Another common justification is the statement by Paul regarding all things becoming new in Christ. "Therefore, if anyone is in Christ, he is a new creation; old things have passed away; behold, all things have become new" (2 Corinthians 5:17). This is interpreted by some to mean that if a person is in an adulterous relationship (a second "marriage") when they come to the Lord, "all things are new" and the one they are with is their legitimate wife or husband from this point forward. If marriage were a Christian institution, perhaps this argument could have some validity. However, in the passages pertaining to marriage, there is no mention of faith before God being a factor. If a man and woman "leave and cleave," God considers them one whether they are Christians or not.

The Amplified Bible translation of this passage may help us: "Therefore if any person is [engrafted] in Christ (the Messiah) he is a new creation (a new creature altogether); the old [previous moral and spiritual condition] has passed away.

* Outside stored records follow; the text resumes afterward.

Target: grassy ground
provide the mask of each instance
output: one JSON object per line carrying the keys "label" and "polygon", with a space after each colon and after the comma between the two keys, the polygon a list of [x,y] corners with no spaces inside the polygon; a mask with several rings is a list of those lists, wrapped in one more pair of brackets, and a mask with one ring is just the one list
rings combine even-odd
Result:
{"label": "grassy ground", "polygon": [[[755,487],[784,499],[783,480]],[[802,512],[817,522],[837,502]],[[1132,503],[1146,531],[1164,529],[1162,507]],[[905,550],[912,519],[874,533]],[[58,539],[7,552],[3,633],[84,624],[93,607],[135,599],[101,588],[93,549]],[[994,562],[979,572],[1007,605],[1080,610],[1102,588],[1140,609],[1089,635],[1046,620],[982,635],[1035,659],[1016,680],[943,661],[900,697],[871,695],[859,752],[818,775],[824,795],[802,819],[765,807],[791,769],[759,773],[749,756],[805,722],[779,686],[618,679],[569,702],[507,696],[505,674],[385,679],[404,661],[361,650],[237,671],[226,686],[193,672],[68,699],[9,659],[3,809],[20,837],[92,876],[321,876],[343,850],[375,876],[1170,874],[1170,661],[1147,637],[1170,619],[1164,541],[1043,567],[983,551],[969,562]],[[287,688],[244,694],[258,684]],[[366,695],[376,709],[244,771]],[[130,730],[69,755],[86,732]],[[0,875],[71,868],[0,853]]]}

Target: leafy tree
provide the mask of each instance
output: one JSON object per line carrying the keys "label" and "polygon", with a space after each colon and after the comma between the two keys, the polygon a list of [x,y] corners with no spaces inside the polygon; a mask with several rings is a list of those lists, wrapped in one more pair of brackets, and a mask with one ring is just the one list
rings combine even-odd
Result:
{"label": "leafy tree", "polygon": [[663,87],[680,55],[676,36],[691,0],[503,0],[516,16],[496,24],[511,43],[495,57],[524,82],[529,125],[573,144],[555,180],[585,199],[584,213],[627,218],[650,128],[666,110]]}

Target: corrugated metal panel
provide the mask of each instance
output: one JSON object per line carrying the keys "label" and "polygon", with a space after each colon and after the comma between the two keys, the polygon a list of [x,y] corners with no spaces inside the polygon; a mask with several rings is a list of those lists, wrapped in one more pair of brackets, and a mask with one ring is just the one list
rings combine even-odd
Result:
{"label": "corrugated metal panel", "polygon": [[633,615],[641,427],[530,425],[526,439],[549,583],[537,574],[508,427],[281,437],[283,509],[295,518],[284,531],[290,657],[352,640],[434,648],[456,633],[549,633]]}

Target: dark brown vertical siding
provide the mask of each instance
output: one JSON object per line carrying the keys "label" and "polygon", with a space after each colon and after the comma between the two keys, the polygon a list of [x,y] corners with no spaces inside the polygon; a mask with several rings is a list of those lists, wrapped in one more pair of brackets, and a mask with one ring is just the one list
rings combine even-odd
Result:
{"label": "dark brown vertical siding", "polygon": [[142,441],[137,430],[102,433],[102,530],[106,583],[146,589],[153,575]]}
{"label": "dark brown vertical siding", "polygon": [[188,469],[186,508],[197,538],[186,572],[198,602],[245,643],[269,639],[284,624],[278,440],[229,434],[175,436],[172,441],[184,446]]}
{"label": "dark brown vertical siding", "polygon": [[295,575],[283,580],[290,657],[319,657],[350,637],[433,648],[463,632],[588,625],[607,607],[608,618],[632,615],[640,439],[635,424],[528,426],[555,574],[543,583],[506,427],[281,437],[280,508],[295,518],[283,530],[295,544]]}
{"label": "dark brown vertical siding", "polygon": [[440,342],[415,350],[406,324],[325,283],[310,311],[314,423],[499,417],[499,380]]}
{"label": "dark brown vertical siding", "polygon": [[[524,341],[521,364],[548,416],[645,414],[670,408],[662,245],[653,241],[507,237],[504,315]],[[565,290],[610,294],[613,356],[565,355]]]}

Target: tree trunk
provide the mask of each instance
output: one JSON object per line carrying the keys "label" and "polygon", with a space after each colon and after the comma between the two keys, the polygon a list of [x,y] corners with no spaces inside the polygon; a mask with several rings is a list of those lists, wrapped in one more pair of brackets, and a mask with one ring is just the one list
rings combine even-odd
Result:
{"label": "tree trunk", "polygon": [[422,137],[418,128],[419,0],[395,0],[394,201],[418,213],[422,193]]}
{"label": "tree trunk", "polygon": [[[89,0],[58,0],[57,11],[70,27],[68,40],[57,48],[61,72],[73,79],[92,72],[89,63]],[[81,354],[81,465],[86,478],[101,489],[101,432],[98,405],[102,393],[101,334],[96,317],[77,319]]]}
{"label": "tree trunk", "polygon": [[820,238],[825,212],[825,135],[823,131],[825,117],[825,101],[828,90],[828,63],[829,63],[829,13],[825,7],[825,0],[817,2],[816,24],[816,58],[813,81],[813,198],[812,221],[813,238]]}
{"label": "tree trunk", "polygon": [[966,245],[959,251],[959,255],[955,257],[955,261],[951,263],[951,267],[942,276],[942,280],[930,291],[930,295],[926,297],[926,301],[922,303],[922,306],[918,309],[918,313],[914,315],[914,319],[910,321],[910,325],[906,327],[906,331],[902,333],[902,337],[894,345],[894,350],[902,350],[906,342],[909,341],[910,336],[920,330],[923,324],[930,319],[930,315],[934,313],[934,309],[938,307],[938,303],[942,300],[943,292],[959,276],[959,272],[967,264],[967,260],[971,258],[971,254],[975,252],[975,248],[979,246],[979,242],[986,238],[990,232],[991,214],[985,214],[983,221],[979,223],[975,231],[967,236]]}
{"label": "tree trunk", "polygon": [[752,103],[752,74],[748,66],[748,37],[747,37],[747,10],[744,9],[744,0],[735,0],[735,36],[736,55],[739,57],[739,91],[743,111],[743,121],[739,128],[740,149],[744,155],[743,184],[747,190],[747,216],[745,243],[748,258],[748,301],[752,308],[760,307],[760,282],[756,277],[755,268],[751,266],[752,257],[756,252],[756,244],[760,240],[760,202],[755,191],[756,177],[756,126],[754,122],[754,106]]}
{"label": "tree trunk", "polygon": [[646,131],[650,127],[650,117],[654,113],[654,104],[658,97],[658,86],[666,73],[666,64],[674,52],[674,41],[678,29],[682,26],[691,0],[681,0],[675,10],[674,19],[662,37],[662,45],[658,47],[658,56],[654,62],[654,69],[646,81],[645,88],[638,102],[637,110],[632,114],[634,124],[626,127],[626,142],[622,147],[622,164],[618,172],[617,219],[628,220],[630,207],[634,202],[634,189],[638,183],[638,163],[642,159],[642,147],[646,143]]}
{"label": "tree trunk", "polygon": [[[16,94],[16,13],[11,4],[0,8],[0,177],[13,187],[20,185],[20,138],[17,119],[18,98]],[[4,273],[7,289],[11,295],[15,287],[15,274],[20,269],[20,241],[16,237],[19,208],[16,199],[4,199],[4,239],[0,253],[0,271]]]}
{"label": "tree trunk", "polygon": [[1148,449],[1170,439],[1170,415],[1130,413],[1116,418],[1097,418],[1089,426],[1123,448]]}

Behold, the fresh and new has come!" (2 Corinthians 5:17, Amplified Bible) This brings out the truth that the "new creation" refers to the interior of a person, not his exterior circumstances, such as his marital situation.

Becoming a Christian is not an opportunity to get a new wife or husband, nor does a couple need to be married again because they were not Christians at their original ceremony. If a couple is in adultery when either or both turn to the Lord, the only way to be free from this sin is to repent and forsake the adulterous relationship. Yes, all things are new in the sense that I am now a new creation in Christ Jesus, but this does not make another person my wife or husband if they were not before.